Facteurs de risque de crampes :

  • Allure de course supérieure à l’allure d’entraînement (perte de contrôle de l’allure)
  • Participer à une course longue distance avec un volume d’entraînement insuffisant
  • Parcours non familier (comme de nombreux dénivelés)
  • Fatigue accumulée (manque de sommeil avant la course, enchaînement de compétitions)
  • Antécédents familiaux de crampes (prédisposition génétique)
  • Âge avancé (seuil de fatigue musculaire plus bas)

Facteurs dont la relation avec les crampes est incertaine :

  • Déshydratation (peut être un facteur favorisant, mais pas la cause principale)
  • Carence spécifique en électrolytes (résultats d’études incohérents)

Conduite à tenir en cas de crampe

Soulagement immédiat

  1. Étirement passif (le plus efficace) :

    • Crampe au mollet : s’asseoir, fléchir dorsalement le pied (le ramener vers le haut)
    • Face avant de la cuisse : debout, fléchir le genou et tirer le pied vers l’arrière
    • Face arrière de la cuisse : assis au sol, genou tendu, se pencher en avant
  2. Jus de cornichon ou vinaigre : en consommer une petite quantité (environ 60-75 mL) peut soulager la crampe en 1 à 2 minutes ; le mécanisme pourrait être la stimulation des récepteurs buccaux régulant le réflexe nerveux

  3. Compression et pétrissage : presser le tendon avec le pouce ou pétrir le ventre du muscle pour soulager le spasme par le biais du retour proprioceptif

  4. Réduire l’intensité de l’effort : s’arrêter temporairement ou ralentir pour permettre au muscle de récupérer brièvement de la fatigue

Stratégies de prévention

Côté entraînement

  1. Adapter le volume d’entraînement aux exigences de la course : s’assurer d’avoir travaillé la distance et le dénivelé de la course à l’entraînement
  2. Augmenter progressivement les séances longues : permettre au système musculo-nerveux de s’adapter à la fatigue des longues distances
  3. Simuler le terrain de la course : si la course comporte beaucoup de dénivelé, l’entraînement doit également inclure suffisamment de montées

Stratégie de course

  1. Contrôler l’allure : en particulier ne pas partir trop vite dans la première partie, c’est la mesure de prévention des crampes la plus importante
  2. Préparation adéquate avant la course : maintenir un entraînement normal et se reposer suffisamment dans les 2-3 jours précédant la course

Hydratation et électrolytes (mesures complémentaires)

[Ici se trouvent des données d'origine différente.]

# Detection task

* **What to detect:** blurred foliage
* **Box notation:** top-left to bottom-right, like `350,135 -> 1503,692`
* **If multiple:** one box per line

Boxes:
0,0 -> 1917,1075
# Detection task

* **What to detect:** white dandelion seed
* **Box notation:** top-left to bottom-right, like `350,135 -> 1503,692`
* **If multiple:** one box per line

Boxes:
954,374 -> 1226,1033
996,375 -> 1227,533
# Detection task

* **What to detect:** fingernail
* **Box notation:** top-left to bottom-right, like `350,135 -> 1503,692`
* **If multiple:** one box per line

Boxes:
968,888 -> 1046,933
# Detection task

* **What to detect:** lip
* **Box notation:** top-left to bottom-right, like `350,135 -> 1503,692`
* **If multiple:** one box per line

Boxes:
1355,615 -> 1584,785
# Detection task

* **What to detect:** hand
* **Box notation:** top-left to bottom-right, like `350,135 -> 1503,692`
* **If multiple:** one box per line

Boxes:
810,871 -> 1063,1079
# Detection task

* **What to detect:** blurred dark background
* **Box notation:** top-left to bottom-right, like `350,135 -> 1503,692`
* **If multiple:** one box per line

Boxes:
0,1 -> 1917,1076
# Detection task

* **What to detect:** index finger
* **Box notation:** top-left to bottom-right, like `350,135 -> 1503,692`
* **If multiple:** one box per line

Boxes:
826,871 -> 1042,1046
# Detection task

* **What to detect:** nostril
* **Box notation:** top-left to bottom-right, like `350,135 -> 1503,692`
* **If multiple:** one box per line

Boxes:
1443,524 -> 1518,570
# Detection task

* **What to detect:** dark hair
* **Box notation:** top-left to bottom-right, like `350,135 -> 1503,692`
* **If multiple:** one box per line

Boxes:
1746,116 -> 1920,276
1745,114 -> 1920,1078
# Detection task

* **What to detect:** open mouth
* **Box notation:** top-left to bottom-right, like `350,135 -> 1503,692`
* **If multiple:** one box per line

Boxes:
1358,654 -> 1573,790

Bien que la théorie des électrolytes soit remise en question, dans des conditions de forte chaleur avec transpiration abondante, la supplémentation en boissons électrolytiques contenant du sodium reste une mesure de prévention raisonnable, car :

  • Une hyponatrémie sévère peut augmenter l’excitabilité musculaire
  • Une hydratation et des électrolytes adéquats contribuent au maintien de l’équilibre physiologique global

Recommandation : pendant la course, consommer une portion de boisson électrolytique (contenant 400-700 mg/L de sodium) toutes les 1 à 2 heures, sans excès.

Compléments alimentaires

Complément Preuve scientifique Remarques
Jus de cornichon / vinaigre Modérée (effet immédiat) Idéal en cas d’urgence
Magnésium Soutien préliminaire 300-400 mg par jour, au coucher
Quinine Efficace mais dangereuse Déconseillée (risque d’arythmie cardiaque)
Taurine Soutien préliminaire Recherches limitées

Conclusion

La cause principale des crampes liées à l’exercice pourrait être la fatigue neuromusculaire, plutôt qu’une simple déshydratation ou un déséquilibre électrolytique. La clé de la prévention réside dans le contrôle de l’allure et la suffisance de l’entraînement, plutôt que de se reposer uniquement sur une supplémentation accrue en boissons électrolytiques. Lorsqu’une crampe survient, l’étirement passif reste la méthode de soulagement la plus rapide ; l’effet étonnant du jus de cornichon offre quant à lui une option intéressante de secours rapide.